The April 1981 riot in Brixton was sparked by an arrest after a day of unrest fuelled by unsubstantiated rumours of police brutality. As explained by BBC News (2006):
Many young black men believed officers discriminated against them, particularly by use of the Sus law under which anybody could be stopped and searched if officers merely suspected they might be planning to carry out a crime. In early April, Operation Swamp – an attempt to cut street crime in Brixton which used the Sus law to stop more than 1,000 people in six days – heightened tensions … The mixture of high unemployment, deprivation, racial tensions and poor relations with police were not unique to Brixton. By the time Lord Scarman's report on the events in Brixton was published in November 1981, similar disturbances had taken place in a raft of other English cities, most notably Liverpool and Manchester.

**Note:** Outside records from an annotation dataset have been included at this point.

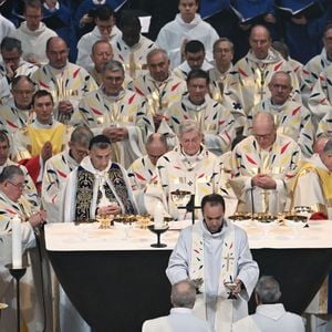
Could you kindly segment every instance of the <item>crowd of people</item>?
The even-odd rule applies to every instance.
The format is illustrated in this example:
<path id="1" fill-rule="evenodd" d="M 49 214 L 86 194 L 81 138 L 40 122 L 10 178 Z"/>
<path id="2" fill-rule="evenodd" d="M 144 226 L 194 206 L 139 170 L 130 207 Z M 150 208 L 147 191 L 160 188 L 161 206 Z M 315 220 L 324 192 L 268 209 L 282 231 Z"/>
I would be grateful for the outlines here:
<path id="1" fill-rule="evenodd" d="M 266 25 L 249 27 L 250 49 L 232 63 L 234 42 L 201 20 L 198 0 L 179 0 L 156 41 L 141 33 L 135 13 L 116 23 L 108 1 L 83 2 L 76 55 L 61 1 L 25 0 L 18 28 L 0 15 L 0 230 L 10 234 L 18 215 L 32 261 L 44 222 L 154 215 L 159 205 L 175 220 L 194 214 L 200 221 L 180 234 L 166 270 L 175 308 L 143 331 L 303 331 L 279 303 L 278 282 L 258 281 L 247 235 L 227 217 L 305 206 L 312 218 L 332 219 L 332 24 L 322 52 L 304 64 Z M 63 24 L 51 29 L 46 12 L 60 10 Z M 174 193 L 194 195 L 201 210 L 180 209 Z M 12 304 L 9 260 L 1 256 L 0 300 Z M 52 323 L 52 305 L 40 299 L 50 289 L 38 281 L 49 268 L 24 276 L 24 328 L 89 331 L 62 289 L 59 302 L 72 315 L 60 310 Z M 1 331 L 14 329 L 10 307 Z"/>

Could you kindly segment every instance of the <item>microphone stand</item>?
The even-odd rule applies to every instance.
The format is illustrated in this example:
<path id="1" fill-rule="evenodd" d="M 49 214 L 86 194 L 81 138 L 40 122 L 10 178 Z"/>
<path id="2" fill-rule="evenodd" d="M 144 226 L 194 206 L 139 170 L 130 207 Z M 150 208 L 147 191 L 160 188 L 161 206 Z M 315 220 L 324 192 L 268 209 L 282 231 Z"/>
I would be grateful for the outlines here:
<path id="1" fill-rule="evenodd" d="M 190 195 L 190 200 L 186 206 L 178 207 L 178 209 L 186 209 L 187 212 L 191 212 L 191 224 L 195 225 L 195 210 L 200 209 L 200 206 L 195 206 L 195 194 Z"/>

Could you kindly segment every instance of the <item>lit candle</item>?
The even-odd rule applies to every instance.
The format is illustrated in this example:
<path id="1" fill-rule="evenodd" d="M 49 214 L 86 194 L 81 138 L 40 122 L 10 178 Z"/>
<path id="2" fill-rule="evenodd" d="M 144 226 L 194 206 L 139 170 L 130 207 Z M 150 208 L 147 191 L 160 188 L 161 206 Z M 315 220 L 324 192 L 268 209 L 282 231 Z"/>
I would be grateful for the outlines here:
<path id="1" fill-rule="evenodd" d="M 164 227 L 164 207 L 162 203 L 157 203 L 154 209 L 154 221 L 155 229 L 160 229 Z"/>
<path id="2" fill-rule="evenodd" d="M 11 243 L 12 243 L 12 267 L 22 268 L 22 235 L 21 235 L 21 219 L 15 215 L 11 219 Z"/>

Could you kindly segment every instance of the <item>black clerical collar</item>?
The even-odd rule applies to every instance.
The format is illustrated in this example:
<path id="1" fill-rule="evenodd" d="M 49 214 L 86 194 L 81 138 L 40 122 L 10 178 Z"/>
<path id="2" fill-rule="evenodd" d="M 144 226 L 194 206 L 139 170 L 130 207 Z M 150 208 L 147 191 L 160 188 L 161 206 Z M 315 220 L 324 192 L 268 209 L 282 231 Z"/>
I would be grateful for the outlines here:
<path id="1" fill-rule="evenodd" d="M 224 221 L 222 221 L 221 226 L 218 228 L 218 230 L 216 230 L 216 231 L 210 231 L 210 229 L 208 228 L 208 226 L 207 226 L 205 219 L 203 219 L 203 222 L 204 222 L 204 225 L 205 225 L 205 228 L 206 228 L 206 229 L 209 231 L 209 234 L 211 234 L 211 235 L 221 232 L 221 230 L 222 230 Z"/>

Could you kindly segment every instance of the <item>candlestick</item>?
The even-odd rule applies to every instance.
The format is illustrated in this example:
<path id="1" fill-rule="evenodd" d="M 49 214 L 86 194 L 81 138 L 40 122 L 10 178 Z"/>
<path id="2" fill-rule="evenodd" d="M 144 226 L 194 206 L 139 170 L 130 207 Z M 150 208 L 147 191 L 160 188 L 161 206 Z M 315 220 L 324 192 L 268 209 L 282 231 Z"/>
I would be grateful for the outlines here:
<path id="1" fill-rule="evenodd" d="M 162 203 L 157 203 L 154 209 L 154 222 L 155 229 L 162 229 L 164 227 L 164 207 Z"/>
<path id="2" fill-rule="evenodd" d="M 22 267 L 22 230 L 21 230 L 21 219 L 15 215 L 11 219 L 11 243 L 12 243 L 12 267 Z"/>

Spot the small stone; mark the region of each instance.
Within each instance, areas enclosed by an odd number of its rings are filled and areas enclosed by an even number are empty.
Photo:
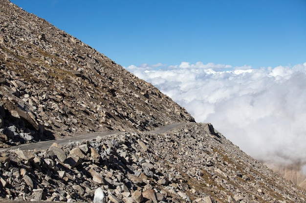
[[[85,155],[79,148],[73,148],[72,149],[70,150],[69,153],[70,154],[73,154],[77,156],[81,159],[84,159],[85,157]]]
[[[93,203],[106,203],[106,195],[101,187],[98,187],[94,192]]]
[[[79,148],[82,150],[85,154],[87,153],[88,151],[88,146],[87,144],[85,144],[83,145],[81,145],[79,146]]]
[[[120,203],[121,202],[121,200],[115,197],[114,195],[112,195],[112,194],[110,194],[110,193],[109,194],[109,195],[108,196],[108,197],[109,197],[109,200],[110,200],[111,202],[112,202],[114,203]]]
[[[85,190],[81,186],[78,185],[72,185],[72,188],[78,191],[78,194],[81,196],[83,196],[85,194]]]
[[[145,143],[144,143],[143,142],[142,142],[141,140],[138,140],[137,142],[138,143],[138,144],[140,146],[140,147],[141,147],[141,148],[142,148],[142,149],[145,151],[146,151],[148,150],[148,147],[147,147],[147,146],[146,145],[146,144],[145,144]]]
[[[2,178],[2,177],[0,177],[0,184],[1,184],[1,185],[0,185],[1,187],[4,188],[5,188],[5,186],[6,186],[6,184],[7,184],[7,183],[6,182],[6,181],[5,181],[4,179]]]
[[[33,188],[33,181],[32,181],[32,179],[31,179],[31,178],[30,178],[29,176],[28,176],[27,175],[24,175],[24,176],[23,176],[23,180],[24,181],[26,185],[27,185],[29,187],[31,187],[31,188]]]
[[[25,161],[32,161],[34,158],[34,154],[30,151],[23,151],[22,150],[16,150],[15,152],[18,157]]]
[[[138,203],[142,202],[142,201],[143,200],[142,193],[139,190],[136,190],[135,191],[133,192],[131,197]]]
[[[53,152],[54,155],[57,156],[57,158],[59,159],[59,160],[64,162],[67,158],[66,153],[63,149],[57,147],[54,147],[54,145],[52,145],[49,148],[49,150]]]
[[[142,196],[144,198],[152,201],[154,203],[157,203],[156,193],[153,189],[149,189],[142,192]]]
[[[42,200],[43,197],[43,192],[44,190],[42,188],[33,189],[32,196],[33,199],[36,201],[40,201]]]
[[[92,180],[98,184],[103,183],[103,178],[100,175],[94,175],[92,177]]]

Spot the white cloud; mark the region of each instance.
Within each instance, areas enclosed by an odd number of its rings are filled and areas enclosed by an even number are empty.
[[[163,67],[127,69],[255,158],[306,159],[306,63],[258,69],[201,62]]]

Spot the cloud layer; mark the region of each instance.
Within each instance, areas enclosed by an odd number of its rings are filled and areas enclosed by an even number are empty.
[[[306,63],[256,69],[200,62],[126,68],[255,158],[306,160]]]

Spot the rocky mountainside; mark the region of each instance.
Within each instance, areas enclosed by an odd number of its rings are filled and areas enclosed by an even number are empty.
[[[1,147],[118,131],[0,149],[0,201],[91,202],[101,187],[109,203],[305,202],[305,190],[75,37],[8,0],[0,25]]]
[[[0,25],[2,141],[194,121],[151,84],[8,0]]]
[[[0,151],[5,200],[108,203],[303,203],[304,190],[246,155],[209,124],[122,132]]]

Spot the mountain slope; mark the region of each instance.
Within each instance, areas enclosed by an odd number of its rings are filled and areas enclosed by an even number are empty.
[[[124,132],[48,149],[0,151],[0,201],[305,203],[305,191],[209,124]],[[3,186],[4,185],[4,186]]]
[[[2,141],[194,121],[103,54],[8,0],[0,2]]]

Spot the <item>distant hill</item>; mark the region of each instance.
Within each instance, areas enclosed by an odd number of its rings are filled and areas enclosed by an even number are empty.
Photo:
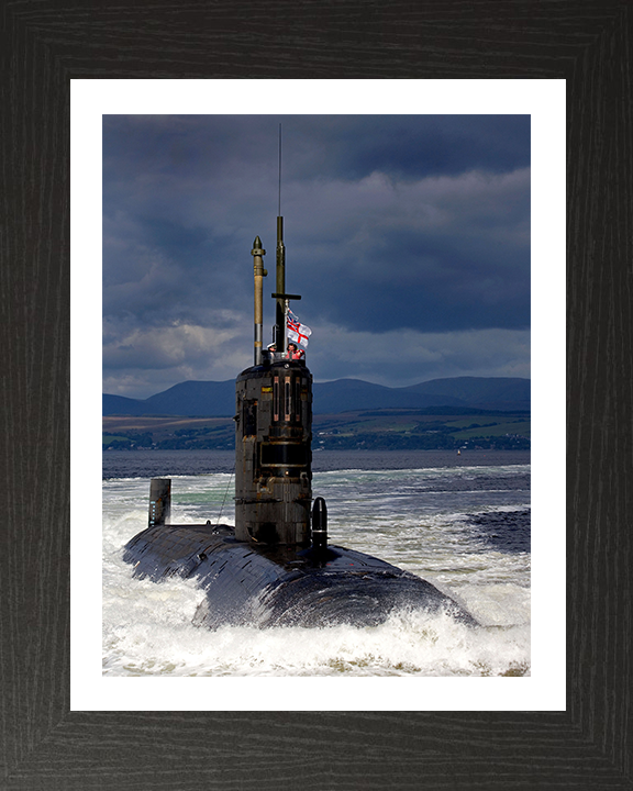
[[[314,414],[367,409],[469,406],[486,410],[530,410],[530,379],[454,377],[404,388],[388,388],[360,379],[315,382]],[[186,381],[148,399],[103,394],[104,415],[187,415],[220,417],[235,412],[235,381]]]

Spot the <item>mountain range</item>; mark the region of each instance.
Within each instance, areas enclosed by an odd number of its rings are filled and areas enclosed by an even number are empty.
[[[453,377],[403,388],[362,379],[313,385],[314,414],[349,410],[456,406],[485,410],[530,410],[530,379]],[[103,415],[187,415],[220,417],[235,413],[235,381],[186,381],[147,399],[103,393]]]

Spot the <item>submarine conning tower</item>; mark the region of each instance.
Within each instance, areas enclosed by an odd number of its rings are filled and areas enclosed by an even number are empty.
[[[264,352],[263,267],[253,243],[255,359],[236,380],[235,538],[257,544],[308,546],[312,502],[312,375],[286,350],[282,218],[277,218],[276,350]]]

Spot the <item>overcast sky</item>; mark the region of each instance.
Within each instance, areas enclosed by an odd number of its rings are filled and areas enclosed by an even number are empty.
[[[316,381],[530,377],[529,115],[104,115],[103,391],[253,364],[255,236]]]

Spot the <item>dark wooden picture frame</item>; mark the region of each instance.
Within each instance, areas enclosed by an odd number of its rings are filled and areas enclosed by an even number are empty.
[[[10,0],[0,24],[0,788],[633,788],[631,4]],[[74,78],[567,80],[565,712],[69,711]]]

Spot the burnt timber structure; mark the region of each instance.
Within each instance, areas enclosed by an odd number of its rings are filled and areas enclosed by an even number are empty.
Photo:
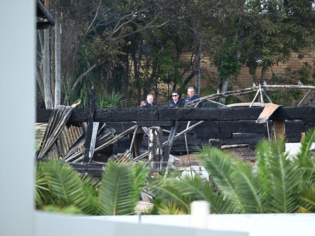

Laurent Mucchielli (2009) paints a similar picture of the sources of urban riots in France. In his words (Mucchielli, 2009: 734–735):
The scenario has been more or less the same since the first ‘urban riots’ in 1990 and 1991 … The riots were triggered by the death … of local youths connected (in various ways) with police intervention. What happened this time, in the little town of Clichy-sous-Bois on Thursday 27 October 2005? It was late afternoon, the schools were on vacation, and three teenagers … who lived in Clichy, all three of North African descent, climbed over the fence around a power transformer.